Upon the death of Queen Anne and the accession of the first Hanoverian monarch George I, the Duke of Marlborough made a public procession back to London. Sacheverell achieved renewed fame by attacking this as "an unparalleled insolence and a vile trampling upon royal ashes". When the London clergy presented loyal addresses to the new king at court in September, Sacheverell was sent away by vocal attacks by Whigs and "getting to the outward door, the footmen hissed him on a long lane on both sides till he got into a coach".

Sacheverell left London and went on a new Progress through Oxford, Wiltshire and Warwickshire. An outbreak of rioting occurred in protest against George's coronation in October and Sacheverell's name was extolled by the rioters. At Bristol the crowd shouted "Sacheverell and Ormond, and damn all foreigners!"; in Taunton they cried "Church and Dr. Sacheverell"; at Birmingham, "Kill the old Rogue [King George], Kill them all, Sacheverell for ever"; at Tewkesbury, "Sacheverell for ever, Down with the Roundheads"; at Shrewsbury, "High Church and Sacheverell for ever". In Dorchester and Nuneaton, Sacheverell's health was drunk. Eleven days after the riots, Sacheverell published an open letter:

The Dissenters & their Friends have foolishly Endeavour'd to raise a Disturbance throughout the whole Kingdom by Trying in most Great Towns, on the Coronation Day to Burn Me in Effigie, to Inodiate my Person & Cause with the Populace: But if this Silly Stratagem has produc'd a quite Contrary Effect, & turn's upon the First Authors, & aggressors, and the People have Express'd their Resentment in any Culpable way, I hope it is not to be laid to my Charge, whose Name...they make Use of as the Shibboleth of the Party.

The Bishop of London, John Robinson, ordered him back to Holborn and warned him against politicking.

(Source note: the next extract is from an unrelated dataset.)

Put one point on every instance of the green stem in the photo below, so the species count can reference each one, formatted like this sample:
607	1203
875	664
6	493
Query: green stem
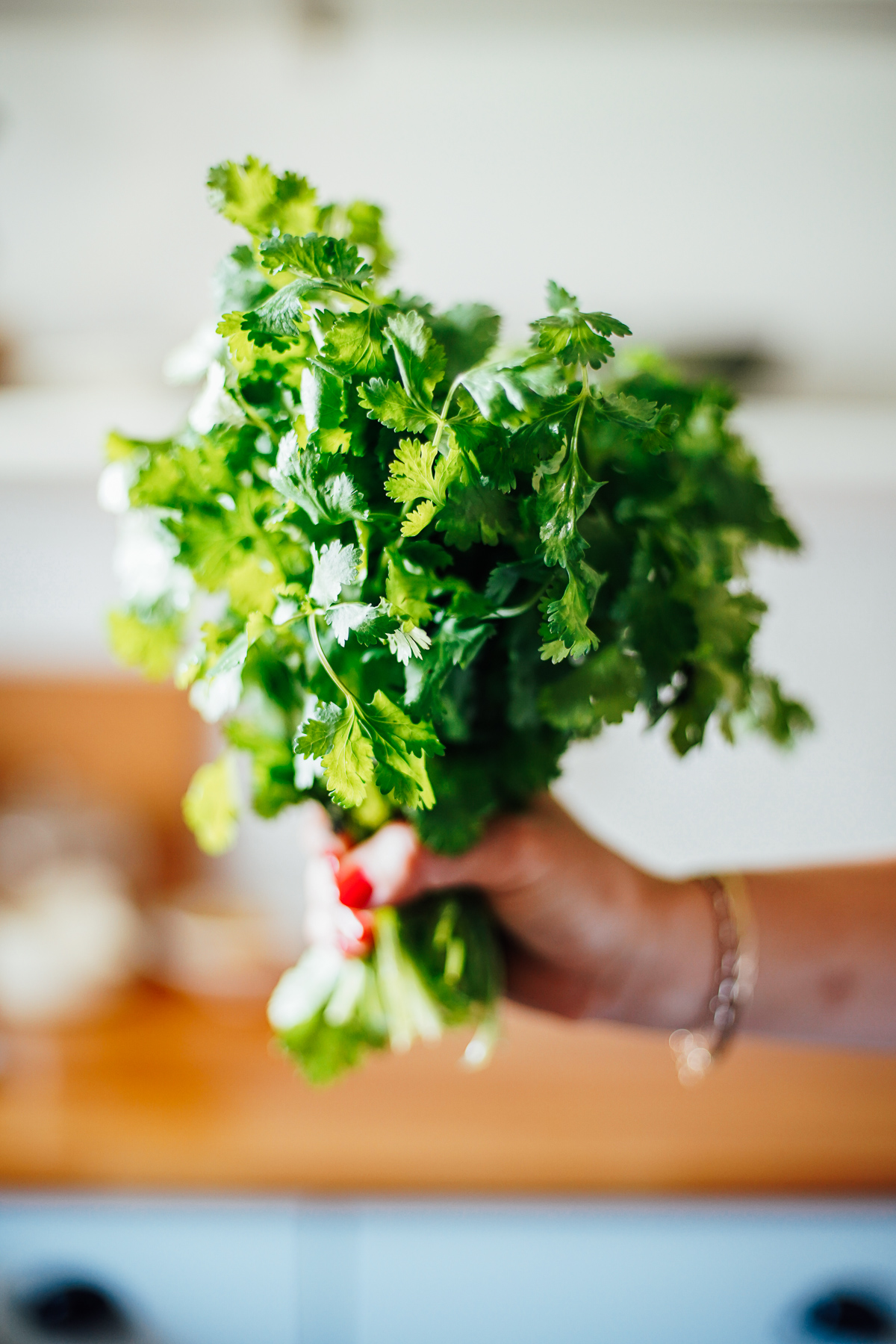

During the general election held in January–March 1715, the slogan "High Church and Sacheverell" was used by Tories. In the aftermath of the heavy Tory defeat, Sacheverell may have flirted with Jacobitism but he did not take up the invitation from the Pretender's court in Rome that he should settle there. Another set of rioting broke out in the spring and summer of 1715. On the anniversary of Anne's succession, 8 March, the mob at St Andrew's burned a picture of William of Orange, broke windows which were not illuminated in celebration and proposed "to sing the Second Part of the Sacheverell-Tune, by pulling down [Dissenting] Meeting Houses". They were persuaded not to do so, however. On 10 June the Dissenting chapel in Cross Street, Manchester was sacked by a mob chanting Sacheverell's name. In May 1717 a riot broke out in Oxford when the Whig Constitution Club tried to burn Sacheverell in effigy, which was prevented by the mob.

Sacheverell inherited the manor of Callow in Derbyshire in the summer of 1715 after George Sacheverell died. He married George's widow Mary in June 1716 and took possession of the estate in 1717. He purchased a landed estate in Wilden, Bedfordshire and in 1720 bought an elegant house in South Grove, Highgate, London.

In January 1723 he slipped on the icy doorstep of his Highgate home and broke two ribs. Henry Sacheverell died at his Highgate house on 5 June 1724. He was buried at St Andrew's in the vault. The house was later occupied by the poet Samuel Taylor Coleridge, and is now owned by Kate Moss.

== Legacy ==
Writing later in the eighteenth century, the Whig member of parliament Edmund Burke used the speeches of Whig leaders at the Sacheverell trial in his An Appeal from the New to the Old Whigs (1791) to demonstrate true Whiggism (as opposed to the beliefs of the Foxite 'New Whigs').

Historian Greg Jenner asserts in his Dead Famous: An Unexpected History of Celebrity from Bronze Age to Silver Screen (2020, W&N ISBN 978-0297869801) that Sacheverell was the first example of a celebrity.